Death of the colony by any chance? :lol: 
I sure know what you mean I think. Saves 50% when you catch bloat early and nothing more, unless you are lucky.


----------



## Furcifer158

OK you all thought you had it bad 
I lost 12 Wild Xeno Cherry Princess when the tank they were in broke, do to a rather smart cat that was trying to get to them. It jumped straight at them and the glass cracked, you could hear it for like another min cracking I tried to get them out but all of a sudden 75 gallons of water came pouring onto my feet. I put them in another tank right away but they died within an hour. I lost $1,200 in just an hour, much less it's going to take me forever to find these fish again
:thumb:

Jonathan


----------



## Winston Smith

Only fish I lost was because of an idiot mistake I made. I was doing a water change and forgot to dechorinate the water. I lost two Ziare Blues at a cost of $60.00.


----------



## eklikewhoa

Haven't really lost much.....usually take the time to research for their well being before jumping into it and then I don't buy from just any random place.


----------



## punman

Another factor would be the number of months (years) one has been at it.
To say you lost $300 on dead Tanganyikans sounds bad but if it were over a 6 year period, that is better than the guy that lost $100 in three months.

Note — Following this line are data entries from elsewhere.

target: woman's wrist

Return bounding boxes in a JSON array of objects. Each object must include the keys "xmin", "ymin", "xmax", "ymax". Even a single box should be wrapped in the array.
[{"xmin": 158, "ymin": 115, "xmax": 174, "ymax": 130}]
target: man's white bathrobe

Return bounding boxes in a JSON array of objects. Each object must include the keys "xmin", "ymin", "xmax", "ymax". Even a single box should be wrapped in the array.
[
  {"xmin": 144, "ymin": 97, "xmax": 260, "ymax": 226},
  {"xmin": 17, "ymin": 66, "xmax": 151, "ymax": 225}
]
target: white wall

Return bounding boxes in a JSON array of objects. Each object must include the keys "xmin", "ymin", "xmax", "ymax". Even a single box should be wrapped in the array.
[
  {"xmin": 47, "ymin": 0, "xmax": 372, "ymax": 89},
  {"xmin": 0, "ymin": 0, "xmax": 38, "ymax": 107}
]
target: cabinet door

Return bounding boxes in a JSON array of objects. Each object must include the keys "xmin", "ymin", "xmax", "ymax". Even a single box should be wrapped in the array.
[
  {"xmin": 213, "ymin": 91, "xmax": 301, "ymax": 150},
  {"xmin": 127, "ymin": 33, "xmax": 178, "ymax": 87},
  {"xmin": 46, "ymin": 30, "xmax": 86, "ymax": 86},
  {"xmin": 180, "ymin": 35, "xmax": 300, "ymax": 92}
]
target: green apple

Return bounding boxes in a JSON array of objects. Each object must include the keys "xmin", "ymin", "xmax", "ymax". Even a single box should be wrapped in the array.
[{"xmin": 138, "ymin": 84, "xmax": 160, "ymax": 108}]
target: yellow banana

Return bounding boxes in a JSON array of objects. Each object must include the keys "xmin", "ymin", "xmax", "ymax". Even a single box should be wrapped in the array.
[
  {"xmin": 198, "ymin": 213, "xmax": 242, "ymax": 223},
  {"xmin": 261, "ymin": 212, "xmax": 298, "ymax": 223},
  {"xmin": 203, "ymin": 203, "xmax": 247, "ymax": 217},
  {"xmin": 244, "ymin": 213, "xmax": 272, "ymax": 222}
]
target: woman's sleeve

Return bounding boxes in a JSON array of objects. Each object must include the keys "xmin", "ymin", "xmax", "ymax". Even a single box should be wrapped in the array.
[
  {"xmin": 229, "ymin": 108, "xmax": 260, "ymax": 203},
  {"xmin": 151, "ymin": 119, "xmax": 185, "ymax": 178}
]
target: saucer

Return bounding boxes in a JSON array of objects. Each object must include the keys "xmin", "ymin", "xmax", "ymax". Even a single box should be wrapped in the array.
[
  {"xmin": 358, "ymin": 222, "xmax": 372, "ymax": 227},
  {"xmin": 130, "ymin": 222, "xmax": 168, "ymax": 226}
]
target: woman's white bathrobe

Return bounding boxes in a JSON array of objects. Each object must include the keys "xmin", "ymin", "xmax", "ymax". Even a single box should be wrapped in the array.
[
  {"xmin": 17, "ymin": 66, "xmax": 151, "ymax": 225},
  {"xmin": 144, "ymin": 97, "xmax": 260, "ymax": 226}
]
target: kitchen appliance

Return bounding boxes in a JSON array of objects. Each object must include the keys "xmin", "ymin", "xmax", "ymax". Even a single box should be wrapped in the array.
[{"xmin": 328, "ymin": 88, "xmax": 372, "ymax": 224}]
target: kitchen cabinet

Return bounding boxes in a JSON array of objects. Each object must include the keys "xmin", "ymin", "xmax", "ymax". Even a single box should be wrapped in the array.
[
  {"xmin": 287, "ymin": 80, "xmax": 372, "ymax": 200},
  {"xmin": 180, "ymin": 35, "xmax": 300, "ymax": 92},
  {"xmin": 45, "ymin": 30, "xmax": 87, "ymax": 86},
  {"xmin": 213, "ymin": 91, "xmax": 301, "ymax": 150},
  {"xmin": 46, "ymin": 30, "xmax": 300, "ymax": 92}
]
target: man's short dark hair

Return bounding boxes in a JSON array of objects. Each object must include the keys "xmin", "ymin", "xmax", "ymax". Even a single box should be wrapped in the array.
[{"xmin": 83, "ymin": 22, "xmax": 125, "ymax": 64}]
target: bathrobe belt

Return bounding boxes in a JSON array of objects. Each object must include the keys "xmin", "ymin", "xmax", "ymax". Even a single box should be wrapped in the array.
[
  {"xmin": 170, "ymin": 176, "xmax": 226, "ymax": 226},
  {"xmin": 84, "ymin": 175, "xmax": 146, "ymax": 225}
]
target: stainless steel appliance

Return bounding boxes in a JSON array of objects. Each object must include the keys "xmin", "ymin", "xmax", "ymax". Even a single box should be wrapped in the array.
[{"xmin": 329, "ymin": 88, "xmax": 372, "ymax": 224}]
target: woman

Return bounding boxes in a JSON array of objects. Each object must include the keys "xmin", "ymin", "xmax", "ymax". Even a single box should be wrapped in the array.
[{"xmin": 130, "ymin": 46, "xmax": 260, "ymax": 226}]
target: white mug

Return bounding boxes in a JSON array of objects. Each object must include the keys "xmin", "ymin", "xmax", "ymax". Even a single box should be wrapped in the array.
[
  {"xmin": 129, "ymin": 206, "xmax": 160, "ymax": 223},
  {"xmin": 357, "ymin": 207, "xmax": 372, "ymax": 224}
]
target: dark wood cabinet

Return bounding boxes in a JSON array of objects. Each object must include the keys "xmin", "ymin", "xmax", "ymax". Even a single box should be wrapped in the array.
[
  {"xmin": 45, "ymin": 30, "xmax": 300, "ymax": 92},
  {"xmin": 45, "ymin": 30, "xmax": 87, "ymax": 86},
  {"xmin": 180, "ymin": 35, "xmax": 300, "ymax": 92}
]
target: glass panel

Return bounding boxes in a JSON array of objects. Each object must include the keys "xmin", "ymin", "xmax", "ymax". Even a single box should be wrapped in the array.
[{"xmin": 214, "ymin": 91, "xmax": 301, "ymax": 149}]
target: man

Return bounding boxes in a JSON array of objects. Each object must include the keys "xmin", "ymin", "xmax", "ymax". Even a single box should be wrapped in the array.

Time puts the actual cost into perspective. 
Other than losing a few fry that were spawned in my own tanks, I have only lost one Tanganyikan in three years - a fish that cost $8.


----------



## perlhack

Haven't lost any yet, granted only had Tang's about 2 weeks and I've only got 10 total at the moment.


----------



## markw

First of all does my wife get to see this? I know she knows, but its one of those things you try not to discuss. I just look the other way when she comes back with a few new shoe boxes!
I've lost at least 3 colonies of Trophs. DOA prepaid.(add a new number in your survey with that alone), another partial 2 colonies to another parasite with wild caughts. Half a load of Nigrippinis(DOA). During my latest move, lost 2 more Troph colonies, 3 adult Tricotis, 8 Decampsii,3melanoguenus, plus too many cyps. And thats in only the last 6 years. I blocked out the stuff from before that. But in 30 years, alot of things can go wrong! For some reason I felt better before I posted this! :-? :-?


----------



## hazard

markw said:


> For some reason I felt better before I posted this! :-? :-?


I feel the same

Countless numbers of tropheus that I raised up from fry. A group of 24 wc tropheus rainbow red.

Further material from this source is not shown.